Ok, now set up the equation for the y-direction. Hint: What is the initial velocity in the y? Also what is the initial height in y? What is the acceleration in this case?

Yeah, you want to find t because that's the time that it takes for it to reach 12m in the x-direction, then you can use that time and plug it back in the y-direction equation to find the height at time t. Then take the difference of that height with the height of the net, .9m

Last edited: Jun 15, 2008
6. Jun 15, 2008

### goaliejoe35

Would the initial velocity in the y be 0?

7. Jun 15, 2008

### konthelion

Yes. Then the initial $$y_{0}$$ would be the height in which the player served the ball, which would be? Then write out the equation and plug back in t.

8. Jun 15, 2008

### goaliejoe35

initial height would be 2.5 m

9. Jun 15, 2008

### goaliejoe35

so wold the equation look like this?

y=2.5+0+.5(9.8)(.437)^2
y=3.44m

then subtract the height of the net from that to get 2.54m?

10. Jun 15, 2008

### konthelion

Ok, then what would $$y = y_0 + v_0 t + (1/2) a t^2$$ be? a=acceleration due to gravity

Close, but no. In what direction is gravity in?

11. Jun 15, 2008

### goaliejoe35

what I did above ^ ??

12. Jun 15, 2008

### goaliejoe35

what do you mean? should it be negative?

13. Jun 15, 2008

### konthelion

Yes, it should since you took the distance 2.5m to be positive, then the direction of gravity is downwards, negative. Then you should get y=? Then the difference between the ball and the net is?

14. Jun 15, 2008

### goaliejoe35

y=2.5+0-.5(9.8)(.437)^2
y=1.56m

1.56-0.9= 0.66m above the net?

15. Jun 15, 2008

### konthelion

Wait, no. Check your time,t, again. It's not correct. Look at your second post

16. Jun 15, 2008

### goaliejoe35

The second post if wrong I think...

12=25.3t+4.9t^2 and solve for t and I get 0.437s

I don't think the way I did it in the second post is quite right.

17. Jun 15, 2008

### konthelion

What? Then how are you getting t?

Dude, you're confusing yourself. Why are you plugging in 12? 12m is the distance in the x direction. You are finding Y. You were doing just fine, you're just mixing up the x and the y.

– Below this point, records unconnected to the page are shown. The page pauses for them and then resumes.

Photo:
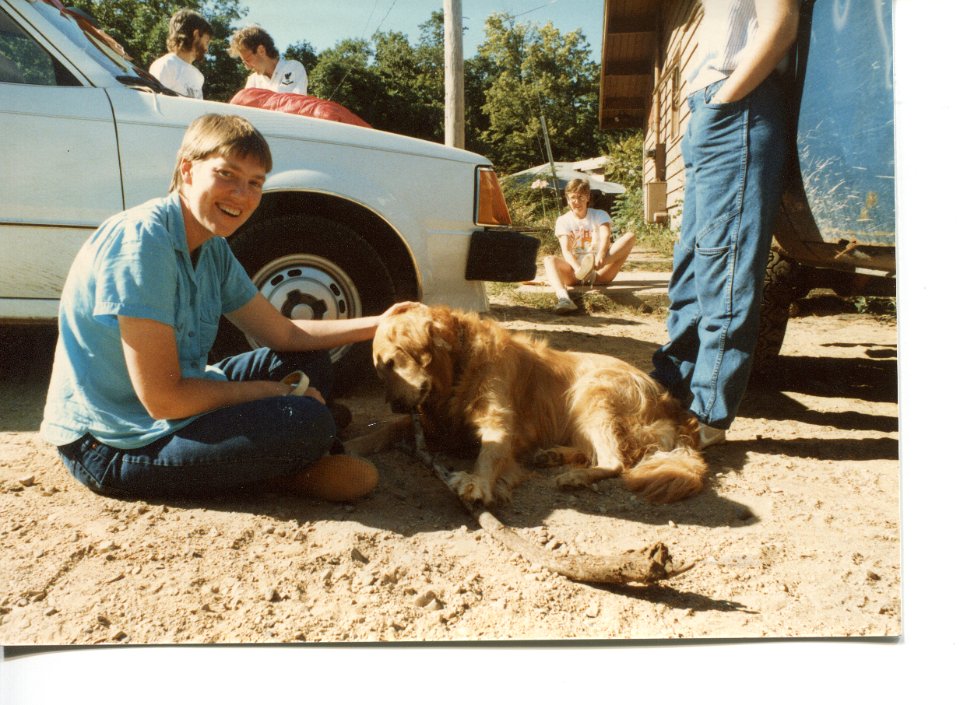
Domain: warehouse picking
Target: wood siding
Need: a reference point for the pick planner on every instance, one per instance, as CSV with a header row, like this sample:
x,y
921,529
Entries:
x,y
669,112
648,47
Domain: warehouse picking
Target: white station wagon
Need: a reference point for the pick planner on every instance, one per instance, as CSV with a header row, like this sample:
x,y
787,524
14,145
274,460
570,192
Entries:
x,y
352,218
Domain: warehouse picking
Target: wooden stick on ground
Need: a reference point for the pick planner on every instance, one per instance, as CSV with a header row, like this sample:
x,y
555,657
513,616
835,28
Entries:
x,y
650,564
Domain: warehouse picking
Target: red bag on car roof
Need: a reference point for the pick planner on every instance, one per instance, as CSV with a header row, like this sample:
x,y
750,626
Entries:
x,y
297,104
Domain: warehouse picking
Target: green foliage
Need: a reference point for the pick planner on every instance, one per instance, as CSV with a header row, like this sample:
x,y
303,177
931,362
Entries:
x,y
304,52
521,71
529,72
533,210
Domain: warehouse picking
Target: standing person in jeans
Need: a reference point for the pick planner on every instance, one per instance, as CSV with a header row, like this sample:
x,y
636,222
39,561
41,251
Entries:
x,y
734,150
133,406
255,48
188,39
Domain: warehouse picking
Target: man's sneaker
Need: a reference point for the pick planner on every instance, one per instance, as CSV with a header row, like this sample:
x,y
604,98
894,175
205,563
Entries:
x,y
565,305
341,415
585,268
710,436
336,478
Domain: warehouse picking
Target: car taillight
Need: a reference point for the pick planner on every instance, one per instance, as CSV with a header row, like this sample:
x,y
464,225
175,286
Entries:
x,y
491,205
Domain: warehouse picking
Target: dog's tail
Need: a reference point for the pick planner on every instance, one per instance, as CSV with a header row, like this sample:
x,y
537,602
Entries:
x,y
667,476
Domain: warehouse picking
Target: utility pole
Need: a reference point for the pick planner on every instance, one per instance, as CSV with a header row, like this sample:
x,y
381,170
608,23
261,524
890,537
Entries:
x,y
453,73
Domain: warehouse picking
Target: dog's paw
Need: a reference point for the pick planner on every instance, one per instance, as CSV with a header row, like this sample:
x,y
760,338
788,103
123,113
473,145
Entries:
x,y
573,479
547,459
472,488
555,457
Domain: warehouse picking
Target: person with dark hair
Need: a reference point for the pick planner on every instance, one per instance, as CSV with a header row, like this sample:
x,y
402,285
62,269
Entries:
x,y
255,48
135,408
188,39
588,251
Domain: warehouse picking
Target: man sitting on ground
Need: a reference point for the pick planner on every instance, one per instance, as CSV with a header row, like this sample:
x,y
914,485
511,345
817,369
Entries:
x,y
588,252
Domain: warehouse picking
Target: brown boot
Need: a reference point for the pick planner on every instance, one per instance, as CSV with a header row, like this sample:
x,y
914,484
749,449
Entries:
x,y
335,478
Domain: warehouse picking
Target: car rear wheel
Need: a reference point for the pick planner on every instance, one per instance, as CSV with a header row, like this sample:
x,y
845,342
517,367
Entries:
x,y
310,267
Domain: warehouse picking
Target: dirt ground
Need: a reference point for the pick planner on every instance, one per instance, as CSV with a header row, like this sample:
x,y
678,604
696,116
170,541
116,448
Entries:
x,y
798,533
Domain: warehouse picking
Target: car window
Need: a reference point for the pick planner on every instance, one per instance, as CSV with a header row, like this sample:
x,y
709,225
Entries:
x,y
87,36
22,60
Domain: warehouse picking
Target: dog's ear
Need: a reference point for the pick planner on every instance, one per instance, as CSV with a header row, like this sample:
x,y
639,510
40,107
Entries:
x,y
443,329
403,307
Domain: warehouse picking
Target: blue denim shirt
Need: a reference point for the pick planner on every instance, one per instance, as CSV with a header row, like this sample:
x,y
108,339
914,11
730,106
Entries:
x,y
136,264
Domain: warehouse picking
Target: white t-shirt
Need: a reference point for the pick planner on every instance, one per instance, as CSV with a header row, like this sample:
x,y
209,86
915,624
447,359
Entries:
x,y
728,27
288,77
584,233
178,75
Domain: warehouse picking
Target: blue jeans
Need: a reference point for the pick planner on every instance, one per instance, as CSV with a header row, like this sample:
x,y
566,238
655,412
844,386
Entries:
x,y
225,449
733,158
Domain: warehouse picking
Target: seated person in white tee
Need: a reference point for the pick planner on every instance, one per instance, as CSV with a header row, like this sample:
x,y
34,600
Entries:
x,y
255,48
588,252
188,38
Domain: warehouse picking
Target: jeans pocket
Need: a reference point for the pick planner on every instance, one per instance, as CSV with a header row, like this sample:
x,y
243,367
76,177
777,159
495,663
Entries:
x,y
710,91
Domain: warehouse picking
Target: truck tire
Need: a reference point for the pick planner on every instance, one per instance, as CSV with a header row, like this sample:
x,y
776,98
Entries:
x,y
781,287
312,267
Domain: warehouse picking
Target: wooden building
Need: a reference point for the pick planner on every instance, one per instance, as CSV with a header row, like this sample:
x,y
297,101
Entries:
x,y
647,49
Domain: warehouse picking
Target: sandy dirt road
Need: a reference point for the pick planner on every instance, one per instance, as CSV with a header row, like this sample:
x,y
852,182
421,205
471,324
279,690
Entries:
x,y
798,533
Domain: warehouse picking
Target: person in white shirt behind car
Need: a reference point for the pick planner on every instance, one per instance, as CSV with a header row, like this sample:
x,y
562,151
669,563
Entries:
x,y
255,48
588,252
135,408
188,39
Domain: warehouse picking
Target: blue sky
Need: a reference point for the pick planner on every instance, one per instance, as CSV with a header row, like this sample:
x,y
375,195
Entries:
x,y
326,22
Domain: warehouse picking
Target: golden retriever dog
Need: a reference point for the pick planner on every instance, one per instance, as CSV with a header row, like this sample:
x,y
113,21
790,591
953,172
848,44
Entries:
x,y
476,384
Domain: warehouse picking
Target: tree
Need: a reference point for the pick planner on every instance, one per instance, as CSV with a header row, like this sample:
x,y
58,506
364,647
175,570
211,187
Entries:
x,y
304,52
529,72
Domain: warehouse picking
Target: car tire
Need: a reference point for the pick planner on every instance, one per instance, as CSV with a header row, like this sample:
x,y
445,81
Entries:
x,y
312,267
781,287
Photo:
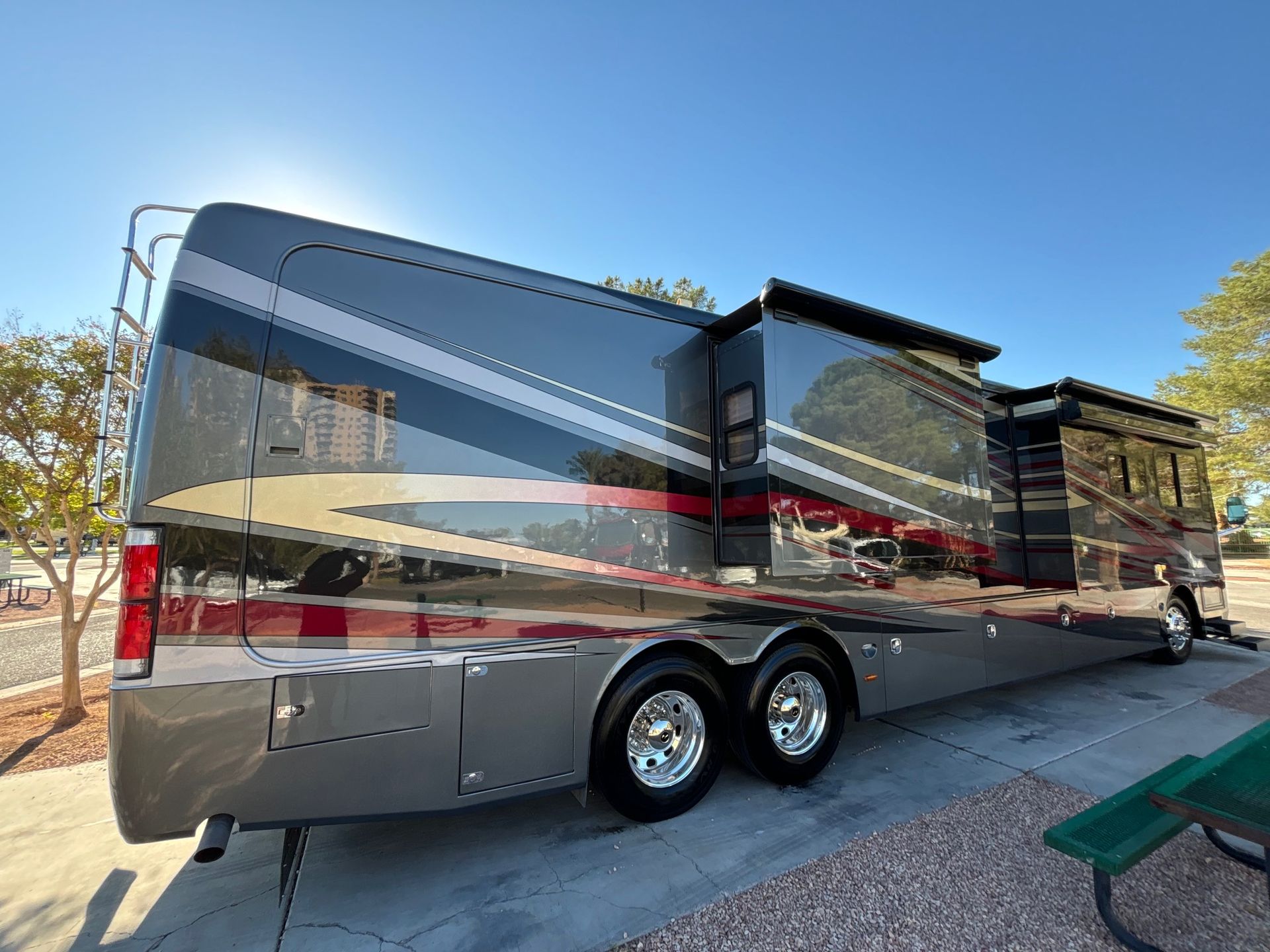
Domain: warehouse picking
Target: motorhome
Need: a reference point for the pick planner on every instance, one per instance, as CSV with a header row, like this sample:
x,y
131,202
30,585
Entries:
x,y
412,531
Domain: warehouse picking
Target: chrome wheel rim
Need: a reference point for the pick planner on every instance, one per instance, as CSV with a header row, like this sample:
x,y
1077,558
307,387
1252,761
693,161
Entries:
x,y
1177,629
798,713
666,739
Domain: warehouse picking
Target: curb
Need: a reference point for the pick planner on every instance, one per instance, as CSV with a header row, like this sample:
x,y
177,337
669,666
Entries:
x,y
33,622
51,682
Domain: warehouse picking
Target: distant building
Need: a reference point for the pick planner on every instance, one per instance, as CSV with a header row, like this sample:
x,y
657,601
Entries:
x,y
351,424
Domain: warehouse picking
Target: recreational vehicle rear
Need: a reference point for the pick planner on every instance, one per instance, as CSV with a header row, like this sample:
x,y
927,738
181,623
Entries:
x,y
412,531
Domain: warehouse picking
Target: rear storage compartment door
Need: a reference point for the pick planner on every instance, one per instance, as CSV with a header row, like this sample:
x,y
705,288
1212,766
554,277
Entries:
x,y
519,719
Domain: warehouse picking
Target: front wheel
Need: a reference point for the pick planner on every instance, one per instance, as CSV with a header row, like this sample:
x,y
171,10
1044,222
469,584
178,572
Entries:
x,y
1179,633
659,739
789,715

This is absolutely wrong. There are NO acceleration in the x direction. Reread the entire thread.

Last edited: Jun 15, 2008
18. Jun 15, 2008

### goaliejoe35

from the equation x=x0+v0t+.5gt^2 plug in x=12 v0=25.3 and solve for t

19. Jun 15, 2008

### goaliejoe35

20. Jun 15, 2008

### konthelion

There are two equations
(1) $$y=2.5m-\frac{1}{2}(9.8m/s^2)(t)^2$$
(2) $$x=25.3m/s * t$$

You already solved for t, in (2) when x = 12. Now, plug it back into (1). Then, y would be?